Roma, 21 aprile – Esiste un “possibile collegamento” tra il vaccino anti Covid  Johnson & Johnson e rari casi di trombosi, “molto simili ai casi verificatisi dopo il vaccino AstraZeneca”, ma non sono stati ravvisati fattori di rischio specifici tali da indurre a disporre limitazioni. L’agenzia segnala “un possibile collegamento con casi molto rari di trombosi insolite associate a piastrine basse” e il vaccino.  Ma, scrive nell’atteso parere reso noto nella giornata di ieri, “la valutazione scientifica dell’Ema è alla base dell’uso sicuro ed efficace dei vaccini Covid-19”, per poi approdare alla conclusione che “l”uso del vaccino durante le campagne di immunizzazione a livello nazionale terrà conto della situazione pandemica e della disponibilità di vaccini nei singoli Stati membri”.

L’agenzia regolatoria europea conferma che “il rapporto rischio-beneficio complessivo rimane positivo”. “La malattia Covid è associata a un rischio di ospedalizzazione e morte. La combinazione segnalata fra coaguli di sangue e livelli di piastrine basse è molto rara e i benefici complessivi del vaccino Janssen nella prevenzione di Covid superano i rischi degli effetti collaterali”.

Nella riunione di ieri, il comitato di farmacovigilanza (Prac) dell’Ema “ha concluso che alle informazioni sul prodotto per il vaccino anti-Covid Janssen dovrebbe essere aggiunto un avvertimento su coaguli di sangue insoliti con livelli bassi di piastrine. Il Prac ha anche concluso che questi eventi dovrebbero essere elencati come effetti collaterali molto rari del vaccino”.

Il Prac “ha preso in considerazione tutte le evidenze attualmente disponibili” sulla sicurezza del vaccino, “incluse 8 segnalazioni dagli Stati Uniti di casi gravi di trombosi insolite associate a bassi livelli di piastrine, uno dei quali ha avuto esito fatale”. L’ente regolatorio Ue precisa che “al 13 aprile 2021 oltre 7 milioni di persone avevano ricevuto il vaccino di Janssen negli Usa”.

“Tutti i casi” si legge ancora nella nota dell’Ema “si sono verificati in persone di età inferiore a 60 anni entro 3 settimane dalla vaccinazione, e la maggioranza degli episodi è stata riscontrata nelle donne”. Tuttavia, “sulla base delle prove attualmente disponibili fattori di rischio specifici non sono stati confermati”.

I casi di trombosi rare segnalati negli Usa dopo la vaccinazione con Johnson & Johnson ed esaminati dall’Agenzia europea del farmaco Ema “erano molto simili ai casi verificatisi dopo il vaccino AstraZeneca, Vaxzevria. I coaguli di sangue si sono verificati principalmente in siti insoliti come nelle vene del cervello (trombosi del seno venoso cerebrale, Cvst) e dell’addome (trombosi della vena splancnica) e nelle arterie, associati a bassi livelli di piastrine del sangue e talvolta sanguinamento”.

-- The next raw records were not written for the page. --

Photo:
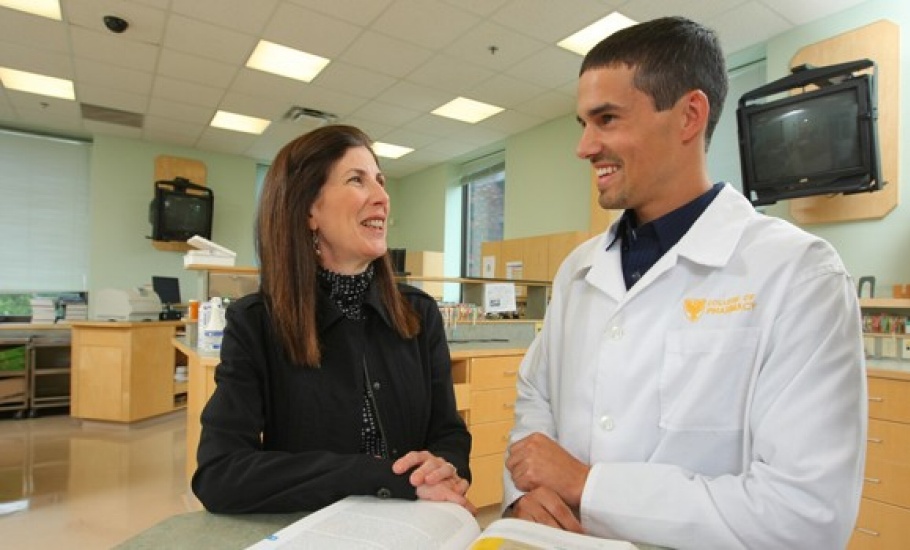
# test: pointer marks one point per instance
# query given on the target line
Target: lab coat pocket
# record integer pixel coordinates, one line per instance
(704, 382)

“Una spiegazione plausibile” per il verificarsi di questa combinazione di coaguli di sangue e piastrine basse, secondo gli esperti del Prac, potrebbe essere “una risposta immunitaria, che porta a una condizione simile a quella osservata a volte nei pazienti trattati con eparina, chiamata trombocitopenia indotta da eparina, Hit”.

Sul parere dell’Ema  si è subito pronunciata la commissaria alla Salute dell’Unione europea Stella Kyriakides, rivolgendo un invito agli Stati membri: “È chiaro: i benefici del vaccino Johnson&Johnson superano i rischi di effetti collaterali molto rari e insoliti. Sollecito gli Stati membri a seguire il parere dei nostri esperti. Le vaccinazioni salvano vite”. Le ha fatto eco, sempre via Twitter, la presidente della Commissione Ursula von der Leyen: “Accolgo l’annuncio dell’Ema sulla sicurezza del vaccino di Johnson&Johnson. Questa è una buona notizia per le campagne vaccinali in tutta l’Ue”.

Intanto, in relazione agli effetti della decisione Ema sulla  nostra campagna vaccinale, le agenzie registrano  la voce che, ove al responso positivo dell’agenzia europea seguisse subito anche quello dell’Aifa, la struttura commissariale per l’emergenza Covid è pronta ad assegnare nelle varie Regioni, già da domani, le 184mila dosi di vaccino Johnson&Johnson già a Pratica di Mare.